PROJECT SUMMARY
Genome-wide association studies (GWAS) have associated tens of thousands of common variants with human
diseases and traits. The rapid expansion of Whole-Genome Sequencing (WGS) studies and biobanks offer
great potential to understand the physiologic and pathophysiologic associations of both common and rare
variants. The IGVF Consortium aims to systematically study the functional and phenotypic effects of genomic
variation; it is not, however, feasible to experimentally characterize the vast number of candidate variants of
interest. Computational models which can accurately predict the context-specific effects of variants are
essential in designing targeted research. We propose an approach anchored on a framework of
high-confidence regulatory elements (REs), from which we will develop methods to learn RE-gene links,
perform rare variant association tests, and finemap causal common and rare variants. We aim to make all our
results, methods, and tools available to the community through a public portal and the NHGRI and NHLBI Data
Commons. Our proposal has four aims: (1) Develop a core framework of REs from open chromatin regions on
which to anchor our models, improving on past approaches by producing higher-resolution predictions of
functional base-pairs, producing novel RE subclassifications using functional characterization datasets from
IGVF and other sources, and harnessing single-cell datasets to delineate lineage- and stimulus-specific
elements. (2) Use this framework to predict the roles of variants in molecular phenotypes, specifically gene
expression and cellular response to stimuli. We will build statistical and machine-learning methods to predict
context-specific links between REs and their target genes, using three-dimensional conformation data
produced by the IGVF Consortium and external sources. We will apply this method across many cell types and
perform feature selection to build a catalog of high-confidence RE-gene links and regulatory networks. (3)

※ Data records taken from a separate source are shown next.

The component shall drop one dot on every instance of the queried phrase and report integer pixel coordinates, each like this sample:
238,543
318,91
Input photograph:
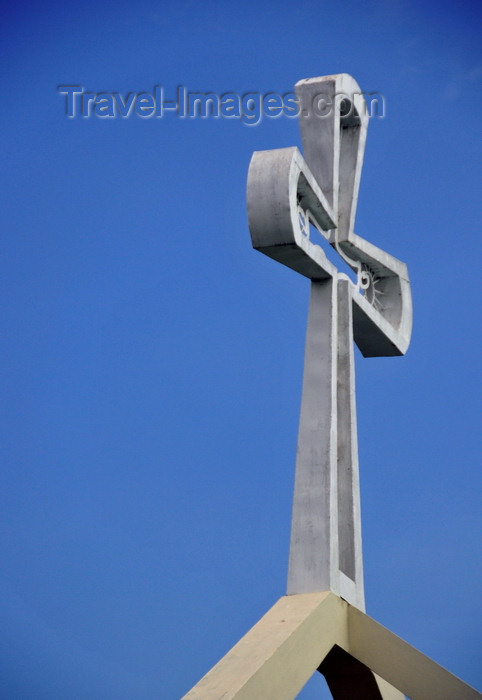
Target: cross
287,194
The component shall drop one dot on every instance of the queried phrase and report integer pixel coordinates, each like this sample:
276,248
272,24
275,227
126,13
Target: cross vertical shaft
325,549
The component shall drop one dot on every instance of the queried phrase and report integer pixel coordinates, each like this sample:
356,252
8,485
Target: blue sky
152,361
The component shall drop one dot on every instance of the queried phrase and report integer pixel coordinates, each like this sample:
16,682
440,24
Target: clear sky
151,361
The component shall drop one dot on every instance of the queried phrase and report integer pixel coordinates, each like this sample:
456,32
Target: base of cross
360,659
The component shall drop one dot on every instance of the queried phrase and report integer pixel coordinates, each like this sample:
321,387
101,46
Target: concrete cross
287,194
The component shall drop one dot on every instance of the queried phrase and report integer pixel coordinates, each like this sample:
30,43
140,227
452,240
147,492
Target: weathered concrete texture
306,632
286,194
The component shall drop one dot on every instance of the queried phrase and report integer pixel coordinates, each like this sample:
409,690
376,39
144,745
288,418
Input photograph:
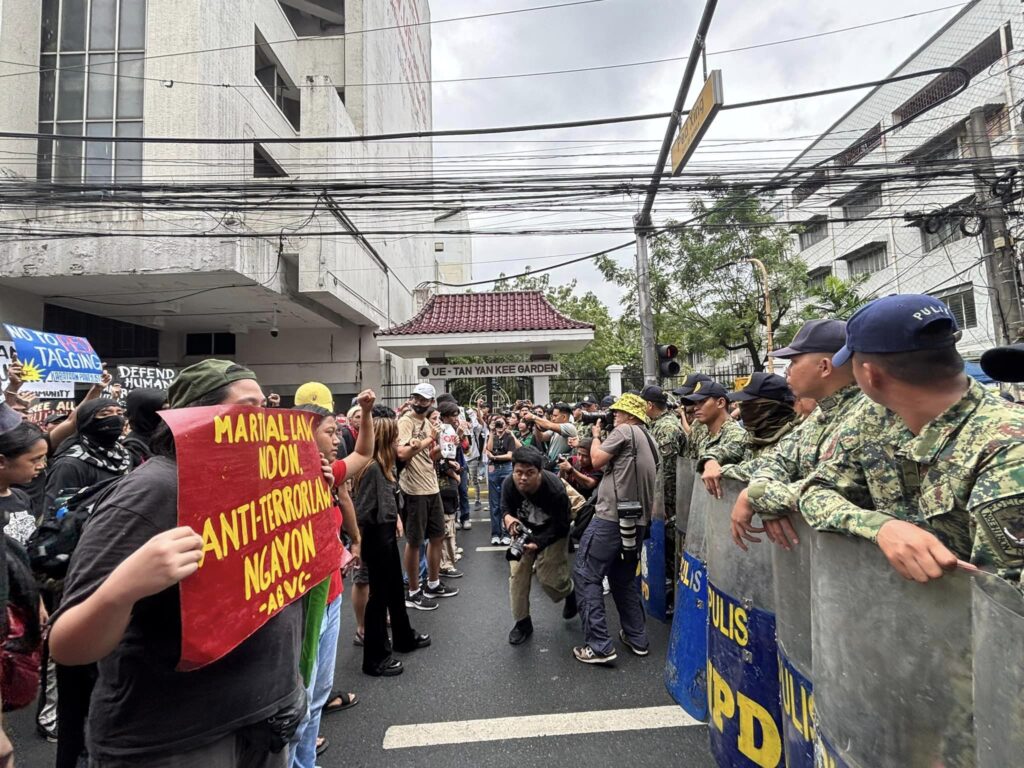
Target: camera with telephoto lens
630,514
518,545
594,418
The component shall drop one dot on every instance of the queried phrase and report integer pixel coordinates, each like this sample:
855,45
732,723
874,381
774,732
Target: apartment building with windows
852,210
230,69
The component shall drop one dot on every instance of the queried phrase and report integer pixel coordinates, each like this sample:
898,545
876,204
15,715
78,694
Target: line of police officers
904,449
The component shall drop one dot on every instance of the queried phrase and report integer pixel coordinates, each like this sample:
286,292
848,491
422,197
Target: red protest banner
250,483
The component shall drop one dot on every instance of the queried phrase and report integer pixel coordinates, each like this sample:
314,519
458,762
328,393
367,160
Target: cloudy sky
627,31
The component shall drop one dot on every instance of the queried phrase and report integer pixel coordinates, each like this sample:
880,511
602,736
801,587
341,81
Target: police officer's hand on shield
915,554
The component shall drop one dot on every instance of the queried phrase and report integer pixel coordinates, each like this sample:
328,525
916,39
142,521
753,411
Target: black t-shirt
18,521
546,513
140,706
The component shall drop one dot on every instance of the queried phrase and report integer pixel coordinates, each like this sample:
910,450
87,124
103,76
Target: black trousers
74,690
387,596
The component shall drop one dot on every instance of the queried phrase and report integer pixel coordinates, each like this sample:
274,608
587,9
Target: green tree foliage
706,298
583,372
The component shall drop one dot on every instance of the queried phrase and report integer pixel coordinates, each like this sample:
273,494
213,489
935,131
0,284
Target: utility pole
642,221
999,267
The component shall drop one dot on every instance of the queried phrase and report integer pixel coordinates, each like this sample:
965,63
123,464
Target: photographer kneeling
611,543
537,515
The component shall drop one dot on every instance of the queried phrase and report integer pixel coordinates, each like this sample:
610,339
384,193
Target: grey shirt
627,478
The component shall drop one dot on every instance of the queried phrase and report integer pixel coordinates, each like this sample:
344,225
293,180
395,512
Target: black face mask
107,431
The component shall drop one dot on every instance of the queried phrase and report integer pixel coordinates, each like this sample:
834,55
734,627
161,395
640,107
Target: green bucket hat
201,379
633,404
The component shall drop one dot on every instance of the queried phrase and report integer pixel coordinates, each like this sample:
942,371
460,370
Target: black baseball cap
705,389
653,393
769,386
815,336
1005,364
689,383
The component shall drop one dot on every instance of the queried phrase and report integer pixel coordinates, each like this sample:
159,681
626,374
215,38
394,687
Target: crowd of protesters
92,622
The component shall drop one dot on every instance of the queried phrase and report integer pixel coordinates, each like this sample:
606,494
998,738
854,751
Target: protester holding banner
324,602
123,608
774,485
932,471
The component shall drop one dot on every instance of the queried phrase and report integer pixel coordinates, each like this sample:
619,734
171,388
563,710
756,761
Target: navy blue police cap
815,336
898,324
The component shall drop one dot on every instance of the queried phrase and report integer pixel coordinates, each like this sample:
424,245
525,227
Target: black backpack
51,545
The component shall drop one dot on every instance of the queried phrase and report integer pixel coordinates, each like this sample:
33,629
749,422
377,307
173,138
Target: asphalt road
471,673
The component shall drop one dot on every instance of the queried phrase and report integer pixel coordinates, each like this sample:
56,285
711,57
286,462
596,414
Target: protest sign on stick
250,482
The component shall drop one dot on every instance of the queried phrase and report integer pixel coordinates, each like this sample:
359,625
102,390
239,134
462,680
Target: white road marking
535,726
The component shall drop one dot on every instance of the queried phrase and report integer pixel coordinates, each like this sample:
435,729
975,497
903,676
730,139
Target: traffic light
668,366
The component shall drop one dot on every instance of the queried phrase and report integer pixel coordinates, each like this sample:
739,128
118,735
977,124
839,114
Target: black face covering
105,431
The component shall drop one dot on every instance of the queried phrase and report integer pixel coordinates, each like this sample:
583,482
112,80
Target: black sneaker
522,630
637,650
588,655
569,609
439,591
420,601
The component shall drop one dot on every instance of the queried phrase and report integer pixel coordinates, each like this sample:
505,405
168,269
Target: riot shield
792,573
744,712
998,672
686,666
891,662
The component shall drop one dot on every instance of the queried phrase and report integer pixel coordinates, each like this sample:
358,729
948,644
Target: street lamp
770,363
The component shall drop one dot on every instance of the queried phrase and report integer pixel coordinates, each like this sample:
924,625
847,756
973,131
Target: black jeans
75,686
387,596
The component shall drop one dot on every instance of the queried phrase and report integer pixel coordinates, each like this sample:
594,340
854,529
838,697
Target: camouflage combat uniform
728,446
962,478
774,483
666,430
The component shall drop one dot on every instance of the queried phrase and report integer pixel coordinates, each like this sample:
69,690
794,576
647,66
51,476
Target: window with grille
978,59
870,140
275,82
862,203
815,230
90,84
806,188
867,260
961,303
816,278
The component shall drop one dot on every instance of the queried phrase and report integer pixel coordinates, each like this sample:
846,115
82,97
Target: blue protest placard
54,357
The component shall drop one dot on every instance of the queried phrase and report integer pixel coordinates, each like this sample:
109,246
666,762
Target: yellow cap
314,393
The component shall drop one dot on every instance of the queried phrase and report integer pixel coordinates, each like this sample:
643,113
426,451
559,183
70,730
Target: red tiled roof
506,311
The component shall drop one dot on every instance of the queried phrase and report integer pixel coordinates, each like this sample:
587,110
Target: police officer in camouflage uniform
666,430
694,434
933,469
726,440
774,484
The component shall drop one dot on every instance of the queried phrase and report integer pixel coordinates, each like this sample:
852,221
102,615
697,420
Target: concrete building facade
853,208
231,69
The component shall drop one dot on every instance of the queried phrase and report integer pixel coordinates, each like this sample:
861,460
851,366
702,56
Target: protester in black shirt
142,408
537,499
122,609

Develop statistical methods to perform cell type-specific rare variant association tests (cellSTAAR) in WGS
studies, and a latent variable model to prioritize candidate functional variants for traits and diseases, using
results from Aims 1 and 2. We will apply these methods to analyze various metabolic, immune-mediated, and
psychiatric disorders in the multi-ethnic WGS data of the NHLBI Trans-Omic Precision Medicine Program
(TOPMed) and the NHGRI Genome Sequencing Program (GSP) to identify candidate causal
disease-associated variants. (4) Make all the results publicly available by substantially expanding the FAVOR
Portal to include whole genome variant functional annotations of all three billion genomic positions as well as
cell type-specific annotations. We will implement both FAVOR and cellSTAAR in the Data Commons AnVIL
(NHGRI) and BioData Catalyst (NHLBI) so researchers may use them for analysis of new datasets in a
scalable cloud computing environment. We will work closely with other centers and the Data Analysis
Coordinating Center (DACC) of the IGVF on joint analyses and building the IGVF Variant Catalog.